8). AWS Service Catalog

 

·         AWS Service Catalog allows IT administrators to Create, Manage, And Distribute Portfolios Of Approved Products to end users, who can then access the products they need in a personalized portal.

·         Typical products include servers, databases, websites, or applications that are deployed using AWS resources (for example, an Amazon EC2 instance or an Amazon RDS database). You can control which users have access to specific products to enforce compliance with organizational business standards, manage product lifecycles, and help users find and launch products with confidence.

 

 

·         AWS Service Catalog allows organizations to Create And Manage Catalogs of IT services that are approved for use on AWS.

·         These IT services can include everything from virtual machine images, servers, software, and databases to complete multi-tier application architectures.

·         AWS Service Catalog allows organizations to Centrally Manage Commonly Deployed IT services, and helps organizations achieve consistent governance and meet compliance requirements, while enabling users to quickly deploy only the approved IT services they need.

 

 

9).
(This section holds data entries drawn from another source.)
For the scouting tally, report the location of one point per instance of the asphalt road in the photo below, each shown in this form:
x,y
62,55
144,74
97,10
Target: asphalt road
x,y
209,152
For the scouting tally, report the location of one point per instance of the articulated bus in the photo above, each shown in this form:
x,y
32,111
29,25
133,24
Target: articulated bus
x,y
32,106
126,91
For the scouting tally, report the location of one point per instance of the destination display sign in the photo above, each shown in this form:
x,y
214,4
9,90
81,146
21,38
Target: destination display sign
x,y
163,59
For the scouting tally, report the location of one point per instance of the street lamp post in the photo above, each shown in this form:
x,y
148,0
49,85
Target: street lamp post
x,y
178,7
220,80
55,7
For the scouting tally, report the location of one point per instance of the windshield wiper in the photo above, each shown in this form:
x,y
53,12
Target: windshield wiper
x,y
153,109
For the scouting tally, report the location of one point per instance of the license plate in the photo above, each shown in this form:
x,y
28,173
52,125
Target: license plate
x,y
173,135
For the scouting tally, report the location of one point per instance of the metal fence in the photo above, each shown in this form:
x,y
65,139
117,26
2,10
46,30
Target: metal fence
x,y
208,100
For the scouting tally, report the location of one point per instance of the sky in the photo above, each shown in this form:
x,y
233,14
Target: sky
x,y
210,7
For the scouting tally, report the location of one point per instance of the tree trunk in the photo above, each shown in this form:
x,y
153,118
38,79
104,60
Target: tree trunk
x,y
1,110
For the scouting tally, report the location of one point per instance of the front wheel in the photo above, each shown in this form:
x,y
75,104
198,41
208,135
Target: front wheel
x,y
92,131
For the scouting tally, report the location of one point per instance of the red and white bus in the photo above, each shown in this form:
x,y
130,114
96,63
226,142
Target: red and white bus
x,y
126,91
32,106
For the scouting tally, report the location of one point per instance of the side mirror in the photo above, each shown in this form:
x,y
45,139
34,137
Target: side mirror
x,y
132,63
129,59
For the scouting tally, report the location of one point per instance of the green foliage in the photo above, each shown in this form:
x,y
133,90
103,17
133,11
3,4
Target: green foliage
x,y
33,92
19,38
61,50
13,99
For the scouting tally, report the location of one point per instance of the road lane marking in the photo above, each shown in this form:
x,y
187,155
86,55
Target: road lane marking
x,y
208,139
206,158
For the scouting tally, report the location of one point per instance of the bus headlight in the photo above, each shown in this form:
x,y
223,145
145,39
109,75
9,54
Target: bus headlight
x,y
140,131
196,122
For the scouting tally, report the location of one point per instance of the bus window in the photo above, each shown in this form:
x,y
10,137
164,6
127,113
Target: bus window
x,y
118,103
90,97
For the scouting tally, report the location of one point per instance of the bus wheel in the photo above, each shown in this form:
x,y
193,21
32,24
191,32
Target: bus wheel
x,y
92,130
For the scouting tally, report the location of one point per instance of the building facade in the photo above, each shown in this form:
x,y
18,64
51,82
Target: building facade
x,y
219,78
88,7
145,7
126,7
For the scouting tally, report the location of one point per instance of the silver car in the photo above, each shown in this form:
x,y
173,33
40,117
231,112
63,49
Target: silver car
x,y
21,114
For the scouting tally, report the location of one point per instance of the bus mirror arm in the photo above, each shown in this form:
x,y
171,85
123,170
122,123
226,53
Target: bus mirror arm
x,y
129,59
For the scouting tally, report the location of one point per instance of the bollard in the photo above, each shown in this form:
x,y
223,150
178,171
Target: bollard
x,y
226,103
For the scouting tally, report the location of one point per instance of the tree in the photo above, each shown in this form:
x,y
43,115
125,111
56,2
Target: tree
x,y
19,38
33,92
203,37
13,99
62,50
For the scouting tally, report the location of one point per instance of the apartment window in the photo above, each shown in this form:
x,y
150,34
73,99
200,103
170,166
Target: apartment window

AWS Support Documentation

 

·         AWS Support provides support for users of Amazon Web Services. All users have access to account and billing help in the AWS Support Center.

·         In addition, customers with some support plans have access to additional features, including AWS Trusted Advisor and an API for programmatic access to support cases and Trusted Advisor.

 

 

·         AWS Support is a one-on-one, Fast-Response Support Channel that is staffed with experienced support engineers.

·         The service helps customers get the most from the products and features provided by Amazon Web Services.

·         There are four levels, or tiers, of AWS Support:

o    Basic  - Free

o    Developer,

o    Business, and

o    Enterprise.

 

·         The Basic tier is free of charge and offers support for account and billing questions and service limit increases.

·         The other tiers offer an unlimited number of technical support cases with pay-by-the-month pricing and no long-term contracts, providing developers and businesses flexibility to choose the level of support that meets their needs.

 

 

10). AWS Tools for Windows PowerShell Documentation

 

·         The AWS Tools for Windows PowerShell are a set of PowerShell cmdlets that are built on top of the functionality exposed by the AWS SDK for .NET.

·         The Tools enable you to script operations on your AWS resources from the PowerShell command line.

·         Although the cmdlets are implemented using the service clients and methods from the SDK, the cmdlets provide an idiomatic PowerShell experience for specifying parameters and handling results.

·         For example, the cmdlets for the PowerShell Tools support PowerShell pipelining—that is, you can pipeline PowerShell objects both into and out of the cmdlets.